我們并無需擔心古城復興不起來,我們所應擔心的,是為了追求短期的旅游目標,一窩蜂上馬一批同質化的業態,使古城淪為旅游項目的試驗場,成為麗江、大理的復制版。這也許會熱鬧一陣子,但也會如曇花一現般很快黯淡,最終既沖淡了古城原有的生態氣息,又迫使原住民搬離或誘使原住民參與到同質化的競爭中去。我們需要轉變發展思路,從提升旅游品質入手,活態保護,漸進發展,降低游客對原住居民的過度侵擾,將趕集式旅游引導轉變為休閑式深度體驗。同時針對經營結構劣化的現實,有必要對古城文化及經營業態進行規劃指導,從而保證古城的文化展示、經營業態符合整個片區風格和要求,整合古城區民居、文化、民俗演藝、旅游商品、餐飲等資源,打造具有核心競爭力的旅游產品。以第三產業的多樣性帶動經濟的發展,將其利潤作為反哺古城日常維護的資金,最終形成良性循環的鏈條。
四、建立城市檔案,永續古城文化
在傳統與現代的社會轉型過程中,那些知曉地方掌故的學人正在老去,那些傳統儀式習俗正在簡化,那些古厝騎樓正日益頹敗,那些匠作民藝也正后繼乏人。我們當前亟需為我們生活的城市建立“城市記憶”數據庫,對民間傳說、街巷記憶、民間儀式、傳統匠作等進行記錄、整理并保存下來。這項工作不僅包括文本的收集整理,也包括影像資料的采集分類,因為攝像、圖片資料能夠記錄下動作的延續性,包括細部的差異,也更具直觀性,可以彌補語言描述的不足。
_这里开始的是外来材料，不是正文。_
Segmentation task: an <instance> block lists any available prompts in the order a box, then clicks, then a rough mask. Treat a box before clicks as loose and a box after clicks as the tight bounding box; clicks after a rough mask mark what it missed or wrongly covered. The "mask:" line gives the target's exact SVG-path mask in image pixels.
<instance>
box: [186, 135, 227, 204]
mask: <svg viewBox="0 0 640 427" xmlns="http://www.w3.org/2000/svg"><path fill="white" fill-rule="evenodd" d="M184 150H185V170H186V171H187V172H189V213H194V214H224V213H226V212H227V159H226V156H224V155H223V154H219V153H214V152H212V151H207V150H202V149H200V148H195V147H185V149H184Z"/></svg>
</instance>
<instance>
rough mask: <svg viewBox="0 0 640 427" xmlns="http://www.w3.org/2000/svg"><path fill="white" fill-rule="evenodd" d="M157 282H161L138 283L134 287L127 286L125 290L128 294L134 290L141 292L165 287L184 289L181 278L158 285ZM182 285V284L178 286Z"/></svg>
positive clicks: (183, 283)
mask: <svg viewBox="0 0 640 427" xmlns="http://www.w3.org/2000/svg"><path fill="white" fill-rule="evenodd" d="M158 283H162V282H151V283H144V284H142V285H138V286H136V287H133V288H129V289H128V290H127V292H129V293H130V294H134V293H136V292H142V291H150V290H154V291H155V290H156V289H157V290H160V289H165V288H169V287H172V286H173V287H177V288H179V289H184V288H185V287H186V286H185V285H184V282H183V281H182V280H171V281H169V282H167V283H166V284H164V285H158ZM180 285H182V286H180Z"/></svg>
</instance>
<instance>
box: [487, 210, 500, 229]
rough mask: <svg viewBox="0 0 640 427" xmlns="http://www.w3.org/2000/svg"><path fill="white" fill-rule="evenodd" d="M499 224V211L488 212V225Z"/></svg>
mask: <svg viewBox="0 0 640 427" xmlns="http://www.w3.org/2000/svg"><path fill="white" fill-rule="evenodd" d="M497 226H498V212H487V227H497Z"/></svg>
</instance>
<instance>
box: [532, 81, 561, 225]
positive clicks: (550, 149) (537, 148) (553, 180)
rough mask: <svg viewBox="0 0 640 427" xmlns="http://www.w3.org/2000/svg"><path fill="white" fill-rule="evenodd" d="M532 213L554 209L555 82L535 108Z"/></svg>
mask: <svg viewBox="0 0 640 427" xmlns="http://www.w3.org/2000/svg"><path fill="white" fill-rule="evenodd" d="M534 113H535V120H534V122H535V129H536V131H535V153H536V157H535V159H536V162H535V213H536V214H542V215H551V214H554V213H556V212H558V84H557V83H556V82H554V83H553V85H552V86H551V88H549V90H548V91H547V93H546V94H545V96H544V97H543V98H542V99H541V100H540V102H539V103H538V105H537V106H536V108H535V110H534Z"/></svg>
當前通過對古厝、街巷、騎樓、廟宇、人群等進行調查、記錄、拍照、繪圖、錄音、整理及建立城市檔案,并將之數字化,同時積極收集整理有關泉州的歷史影像資料,是擺在我們面前刻不容緩的一項基礎性工作。就資料搜集范圍來說,不僅包括官方志書、文人著作,也包括民間文獻資料。舉凡方志、海關報告、城市規劃、地方報紙、地方報告、族譜、私人筆記、日記、書信、僑批、賬本、合同、廣告、契約、鬮書、通書、堪輿書、會刊、校刊、唱本、劇本、南音工尺譜,以及傳說、諺語、歌謠等民間口頭文學的整理本等等,都是我們應該關注收錄之列。
通過城市檔案的建立,既能為復興古城的文化自覺提供時間與空間的文本載體,同時也使我們在今后做保護規劃時有所憑借。伴隨著城市檔案建立起來,我們才知道哪些必須保護,哪些應該優化,哪些可以活化。即通過這項工作,讓人們得以更好地了解古城的昨天,記錄古城的今天,勾繪古城的明天。
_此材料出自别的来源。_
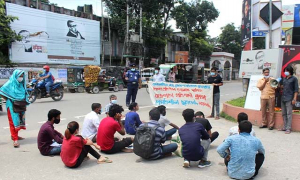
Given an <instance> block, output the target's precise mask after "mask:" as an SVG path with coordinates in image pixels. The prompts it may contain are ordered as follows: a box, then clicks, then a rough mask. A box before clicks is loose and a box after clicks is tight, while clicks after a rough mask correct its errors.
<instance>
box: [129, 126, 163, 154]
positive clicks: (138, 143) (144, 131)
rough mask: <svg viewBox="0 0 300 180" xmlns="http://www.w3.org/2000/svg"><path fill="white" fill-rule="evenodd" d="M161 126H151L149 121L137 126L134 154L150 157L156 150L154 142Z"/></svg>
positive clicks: (134, 145)
mask: <svg viewBox="0 0 300 180" xmlns="http://www.w3.org/2000/svg"><path fill="white" fill-rule="evenodd" d="M158 127H159V126H155V127H149V126H148V123H145V125H144V126H142V127H139V128H137V131H136V134H135V137H134V141H133V147H134V148H133V152H134V154H136V155H138V156H140V157H142V158H144V159H149V158H150V156H151V154H152V153H153V150H154V142H155V135H156V129H157V128H158Z"/></svg>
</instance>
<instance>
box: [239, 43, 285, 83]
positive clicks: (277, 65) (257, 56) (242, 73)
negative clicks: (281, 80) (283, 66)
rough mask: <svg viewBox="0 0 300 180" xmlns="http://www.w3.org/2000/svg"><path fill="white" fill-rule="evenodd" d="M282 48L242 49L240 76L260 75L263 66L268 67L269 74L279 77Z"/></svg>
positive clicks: (267, 67) (250, 75) (250, 76)
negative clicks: (269, 71) (242, 51)
mask: <svg viewBox="0 0 300 180" xmlns="http://www.w3.org/2000/svg"><path fill="white" fill-rule="evenodd" d="M282 57H283V50H282V49H268V50H255V51H243V52H242V58H241V65H240V73H239V77H240V78H250V77H251V75H260V74H262V70H263V69H264V68H269V69H270V75H271V76H273V77H276V78H277V77H280V72H281V67H282Z"/></svg>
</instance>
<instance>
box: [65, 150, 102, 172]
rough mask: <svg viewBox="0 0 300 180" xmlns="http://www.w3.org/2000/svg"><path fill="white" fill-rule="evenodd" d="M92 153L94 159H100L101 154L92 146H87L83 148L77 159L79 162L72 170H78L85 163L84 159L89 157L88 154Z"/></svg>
mask: <svg viewBox="0 0 300 180" xmlns="http://www.w3.org/2000/svg"><path fill="white" fill-rule="evenodd" d="M88 153H90V154H91V155H92V156H94V158H96V159H99V158H100V154H99V153H97V152H96V151H95V150H94V149H93V148H92V147H91V146H89V145H85V146H83V148H82V151H81V153H80V155H79V157H78V159H77V162H76V164H75V166H73V167H71V168H77V167H79V166H80V165H81V163H82V162H83V160H84V158H85V157H87V154H88Z"/></svg>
伴隨著立檔工作的推進,我們還需建立專門的泉州“城市記憶”網站,將上述所收集到的檔案資料按類別進行數字化,并對全社會開放共享;同時設立互動平臺,使公眾參與到這些檔案的補充完善工作中來,只有調動公眾的參與度,才能逐漸培養起公眾的文化自覺,使公眾對城市的文化有更深刻的認識。只有收集、整理、保存好這些鮮活的檔案資料,城市的發展才不會迷失方向,也能為今后的城市建設提供查閱依據。
五、鼓勵社會參與,改革古城運作模式
為了保育古城街區的整體性,有必要對頹敗的古厝進行及時修繕,這雖不是街區保護計劃的全部,卻又是不可或缺的一環。對于產權界定有困難的古建筑,可以借鑒金門傳統聚落保護模式,通過“設定地上權”的方式,將所有權與使用權相分離,再由政府遴選具有資質且有能力的民眾進行經營,以收取租金的方式投入到其他需要維護經費的古建筑中去。
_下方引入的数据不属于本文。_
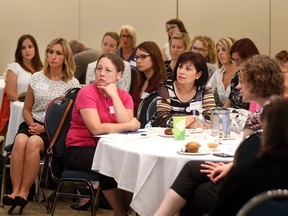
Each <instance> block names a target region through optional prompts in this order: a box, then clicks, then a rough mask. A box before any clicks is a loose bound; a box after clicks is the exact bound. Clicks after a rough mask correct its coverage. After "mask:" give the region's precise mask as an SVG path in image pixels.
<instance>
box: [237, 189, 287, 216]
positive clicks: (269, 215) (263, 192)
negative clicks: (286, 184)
mask: <svg viewBox="0 0 288 216" xmlns="http://www.w3.org/2000/svg"><path fill="white" fill-rule="evenodd" d="M287 214H288V190H282V189H278V190H268V191H265V192H263V193H260V194H258V195H256V196H254V197H252V198H251V199H250V200H248V201H247V202H246V203H245V204H244V206H243V207H242V208H241V209H240V210H239V212H238V213H237V215H236V216H259V215H265V216H274V215H277V216H284V215H287Z"/></svg>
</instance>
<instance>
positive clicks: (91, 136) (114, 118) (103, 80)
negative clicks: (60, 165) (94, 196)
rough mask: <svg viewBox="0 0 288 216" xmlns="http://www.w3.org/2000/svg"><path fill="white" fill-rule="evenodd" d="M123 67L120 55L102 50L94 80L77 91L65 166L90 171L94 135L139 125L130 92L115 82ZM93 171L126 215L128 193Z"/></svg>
mask: <svg viewBox="0 0 288 216" xmlns="http://www.w3.org/2000/svg"><path fill="white" fill-rule="evenodd" d="M123 70H124V63H123V61H122V59H121V58H120V57H119V56H117V55H116V54H112V53H106V54H103V55H102V56H100V58H99V60H98V62H97V65H96V69H95V77H96V78H95V83H93V84H91V85H88V86H85V87H84V88H82V89H81V90H80V91H79V93H78V96H77V99H76V101H75V105H74V109H73V112H72V121H71V127H70V129H69V131H68V134H67V138H66V150H65V157H64V166H65V167H66V168H67V169H74V170H83V171H91V166H92V161H93V157H94V152H95V150H96V146H97V143H98V139H99V138H95V137H94V136H95V135H100V134H108V133H118V132H124V131H136V130H138V129H139V128H140V123H139V121H138V120H137V119H136V118H134V117H133V101H132V98H131V96H130V95H129V94H128V93H127V92H125V91H124V90H121V89H118V88H117V86H116V81H117V80H118V79H120V77H121V74H122V72H123ZM91 172H92V171H91ZM93 173H94V174H95V172H93ZM95 175H99V177H100V185H101V189H102V191H103V193H104V195H105V197H106V198H107V199H108V201H109V203H110V204H111V205H112V207H113V209H114V211H115V215H127V211H128V208H129V204H130V201H131V199H130V198H132V196H131V194H128V192H124V191H122V190H119V189H118V188H117V183H116V181H115V180H114V179H113V178H111V177H108V176H104V175H102V174H100V173H99V174H95Z"/></svg>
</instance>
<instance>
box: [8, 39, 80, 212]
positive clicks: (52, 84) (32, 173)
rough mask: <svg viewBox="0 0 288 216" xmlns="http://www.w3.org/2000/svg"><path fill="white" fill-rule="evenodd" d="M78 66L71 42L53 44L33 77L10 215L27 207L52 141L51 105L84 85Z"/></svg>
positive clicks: (34, 74) (28, 100) (28, 97)
mask: <svg viewBox="0 0 288 216" xmlns="http://www.w3.org/2000/svg"><path fill="white" fill-rule="evenodd" d="M74 71H75V63H74V60H73V53H72V51H71V48H70V46H69V44H68V42H67V41H66V40H65V39H63V38H57V39H55V40H53V41H52V42H51V43H50V44H49V45H48V46H47V48H46V51H45V61H44V67H43V71H40V72H36V73H34V74H33V75H32V76H31V79H30V83H29V85H28V90H27V93H26V99H25V102H24V107H23V118H24V120H25V121H24V122H23V123H21V124H20V126H19V129H18V133H17V135H16V136H15V140H14V146H13V150H12V154H11V169H10V175H11V180H12V186H13V191H12V193H11V194H10V195H8V194H6V195H4V196H3V204H4V205H12V207H11V208H10V210H9V214H11V213H12V211H13V210H14V208H15V207H16V206H20V207H21V208H20V211H19V214H22V211H23V208H24V207H25V206H26V205H27V203H28V201H27V198H28V194H29V189H30V187H31V185H32V184H33V182H34V180H35V177H36V176H37V173H38V171H39V166H40V154H43V153H45V152H46V149H47V148H48V146H49V139H48V137H47V134H46V132H45V127H44V114H45V110H46V107H47V105H48V103H49V102H50V101H51V100H53V99H54V98H56V97H59V96H62V95H63V94H65V92H66V91H67V90H68V89H70V88H74V87H79V86H80V84H79V82H78V80H77V79H76V78H74Z"/></svg>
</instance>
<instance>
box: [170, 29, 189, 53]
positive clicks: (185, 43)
mask: <svg viewBox="0 0 288 216" xmlns="http://www.w3.org/2000/svg"><path fill="white" fill-rule="evenodd" d="M172 39H176V40H182V41H183V42H184V46H185V51H188V50H189V48H190V38H189V35H188V34H187V33H185V32H176V33H175V34H173V36H172V37H171V39H170V42H169V44H170V47H171V43H172Z"/></svg>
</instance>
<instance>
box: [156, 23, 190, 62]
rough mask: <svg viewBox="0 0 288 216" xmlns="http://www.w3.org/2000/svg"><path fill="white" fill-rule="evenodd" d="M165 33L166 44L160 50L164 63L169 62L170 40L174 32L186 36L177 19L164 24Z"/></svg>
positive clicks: (182, 23)
mask: <svg viewBox="0 0 288 216" xmlns="http://www.w3.org/2000/svg"><path fill="white" fill-rule="evenodd" d="M166 32H167V34H168V42H167V43H166V44H165V45H164V46H163V47H162V48H161V54H162V58H163V60H164V61H167V60H171V58H172V57H171V54H170V44H169V43H170V39H171V37H172V36H173V35H174V34H175V33H176V32H183V33H186V34H188V32H187V30H186V28H185V26H184V24H183V22H182V21H181V20H179V19H171V20H168V21H167V22H166Z"/></svg>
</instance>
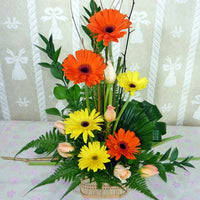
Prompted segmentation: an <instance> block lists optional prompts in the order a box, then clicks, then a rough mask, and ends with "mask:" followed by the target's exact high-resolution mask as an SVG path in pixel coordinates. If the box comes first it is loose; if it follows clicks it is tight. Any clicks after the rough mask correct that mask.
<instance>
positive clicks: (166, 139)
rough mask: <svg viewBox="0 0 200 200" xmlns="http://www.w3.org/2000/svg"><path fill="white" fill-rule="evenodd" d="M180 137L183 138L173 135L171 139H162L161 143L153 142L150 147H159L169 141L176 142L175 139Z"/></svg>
mask: <svg viewBox="0 0 200 200" xmlns="http://www.w3.org/2000/svg"><path fill="white" fill-rule="evenodd" d="M181 137H183V136H182V135H175V136H172V137H167V138H164V139H162V141H161V142H154V144H153V146H152V147H157V146H160V145H162V144H164V143H165V142H169V141H171V140H176V139H179V138H181Z"/></svg>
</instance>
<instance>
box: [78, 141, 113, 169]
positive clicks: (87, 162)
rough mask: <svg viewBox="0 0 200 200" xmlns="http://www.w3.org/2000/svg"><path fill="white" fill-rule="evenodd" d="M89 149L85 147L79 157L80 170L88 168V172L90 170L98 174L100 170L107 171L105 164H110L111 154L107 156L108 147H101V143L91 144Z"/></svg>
mask: <svg viewBox="0 0 200 200" xmlns="http://www.w3.org/2000/svg"><path fill="white" fill-rule="evenodd" d="M88 146H89V147H87V146H86V145H84V146H83V147H82V148H81V152H80V154H79V155H78V157H81V158H80V159H79V164H78V166H79V168H80V169H81V170H83V169H85V168H87V171H89V170H90V169H91V170H93V171H94V172H96V171H97V170H98V169H101V170H103V169H106V167H105V165H104V163H107V162H110V160H109V159H108V158H109V157H110V155H109V154H107V151H106V146H104V145H103V146H102V147H101V146H100V142H98V141H96V142H93V143H91V142H89V143H88Z"/></svg>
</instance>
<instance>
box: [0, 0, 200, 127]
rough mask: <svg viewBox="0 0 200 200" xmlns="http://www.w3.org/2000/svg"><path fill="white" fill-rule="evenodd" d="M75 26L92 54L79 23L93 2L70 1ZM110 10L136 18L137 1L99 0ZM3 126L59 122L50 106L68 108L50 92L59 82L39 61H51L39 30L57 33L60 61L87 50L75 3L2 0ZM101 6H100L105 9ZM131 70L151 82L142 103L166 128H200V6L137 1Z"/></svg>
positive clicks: (0, 87) (102, 5)
mask: <svg viewBox="0 0 200 200" xmlns="http://www.w3.org/2000/svg"><path fill="white" fill-rule="evenodd" d="M71 2H72V12H73V15H74V20H75V21H76V26H77V29H78V31H79V32H80V35H81V37H83V38H84V43H85V46H86V47H87V48H90V46H89V41H88V40H87V38H86V36H85V34H84V32H83V31H82V30H81V28H80V25H81V24H83V23H85V22H84V19H83V17H82V15H83V13H84V10H83V7H82V6H83V5H84V6H86V7H87V6H89V2H90V1H89V0H81V1H80V0H71ZM96 2H97V4H99V5H101V6H103V7H104V8H106V7H107V8H108V7H110V6H111V5H112V7H113V8H116V9H121V11H122V12H123V13H129V12H130V10H129V9H130V3H131V1H125V0H124V1H123V0H109V1H108V0H101V2H99V0H96ZM0 3H1V7H0V13H1V14H0V15H1V17H0V27H1V28H0V35H1V37H0V105H1V106H0V120H41V121H47V120H49V121H54V120H56V119H57V118H54V117H52V116H49V115H48V116H47V114H46V113H45V111H44V110H45V108H50V107H57V108H58V109H62V108H63V107H64V106H65V105H66V102H64V101H58V100H56V99H55V97H54V96H53V93H52V90H53V87H54V85H55V83H56V80H55V79H54V78H52V76H51V75H50V73H49V71H48V69H44V68H42V69H41V68H40V66H38V64H37V63H38V62H44V61H48V59H47V57H46V56H45V55H44V54H42V53H41V52H40V51H38V49H37V48H36V47H35V46H34V44H39V45H42V42H41V40H40V39H39V37H38V32H40V33H42V34H43V35H45V36H46V37H48V36H49V35H50V33H52V34H53V37H54V40H55V45H56V47H57V48H58V47H59V46H62V51H61V56H60V61H62V60H63V59H64V58H65V57H66V56H67V55H68V54H69V53H74V52H75V51H76V50H78V49H80V48H81V44H80V41H79V37H78V35H77V32H76V28H75V25H74V23H73V21H72V17H71V11H70V0H56V1H55V0H45V1H41V0H15V1H13V0H7V1H4V0H0ZM100 3H101V4H100ZM131 20H132V22H133V25H132V27H133V28H134V32H133V33H132V35H131V37H130V43H129V50H128V55H127V56H128V63H127V64H128V65H127V66H128V68H129V69H130V70H138V71H139V72H140V73H141V76H146V77H147V78H148V79H149V85H148V88H147V89H146V90H144V91H142V92H137V93H136V94H135V97H134V98H136V99H137V100H142V99H146V100H148V101H149V102H151V103H153V104H156V105H157V106H158V107H159V109H160V110H161V112H162V114H163V119H162V121H166V122H167V123H168V124H177V125H192V126H193V125H196V126H200V39H199V32H200V0H157V1H156V0H151V1H150V0H142V1H141V0H135V8H134V12H133V15H132V18H131ZM124 46H125V42H124V39H122V40H121V41H120V43H113V54H114V56H116V57H117V56H118V55H120V54H121V52H123V50H124Z"/></svg>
抑或通過收益權的“眾籌模式”,鼓勵愛護古建筑的企業或民眾等社會力量進行參與,深入挖掘古建筑、老民居的歷史、民俗等文化內容,再以古建筑項目未來的經營收益權作為回報,進而對古建筑進行有效的利用和開發,以減輕政府財政壓力。這樣政府才有更多的精力及資金來整治古城環境,并對古城的消防及排澇等基礎設施進行及時更新疏通。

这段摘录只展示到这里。